Besides simple pooling we also support a method based on an RNN to obtain a DocumentEmbeddings
.
The RNN takes the word embeddings of every token in the document as input and provides its last output state as document
embedding. You can choose which type of RNN you wish to use.
In order to use the DocumentRNNEmbeddings
you need to initialize them by passing a list of token embeddings to it:
from flair.embeddings import WordEmbeddings, DocumentRNNEmbeddings
glove_embedding = WordEmbeddings('glove')
document_embeddings = DocumentRNNEmbeddings([glove_embedding])
By default, a GRU-type RNN is instantiated. Now, create an example sentence and call the embedding's embed()
method.
# create an example sentence
sentence = Sentence('The grass is green . And the sky is blue .')
# embed the sentence with our document embedding
document_embeddings.embed(sentence)
# now check out the embedded sentence.
print(sentence.get_embedding())
This will output a single embedding for the complete sentence.

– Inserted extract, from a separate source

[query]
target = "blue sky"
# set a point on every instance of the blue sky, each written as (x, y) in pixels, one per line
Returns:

The embedding dimensionality depends on the number of hidden states you are using and whether the RNN is bidirectional or not.
If you want to use a different type of RNN, you need to set the rnn_type
parameter in the constructor. So,
to initialize a document RNN embedding with an LSTM, do:
from flair.embeddings import WordEmbeddings, DocumentRNNEmbeddings
glove_embedding = WordEmbeddings('glove')
document_lstm_embeddings = DocumentRNNEmbeddings([glove_embedding], rnn_type='LSTM')
Note that while DocumentPoolEmbeddings
are immediately meaningful, DocumentRNNEmbeddings
need to be tuned on the
downstream task. This happens automatically in Flair if you train a new model with these embeddings. You can find an example of training a text classification model here. Once the model is trained, you can access the tuned DocumentRNNEmbeddings
object directly from the classifier object and use it to embed sentences.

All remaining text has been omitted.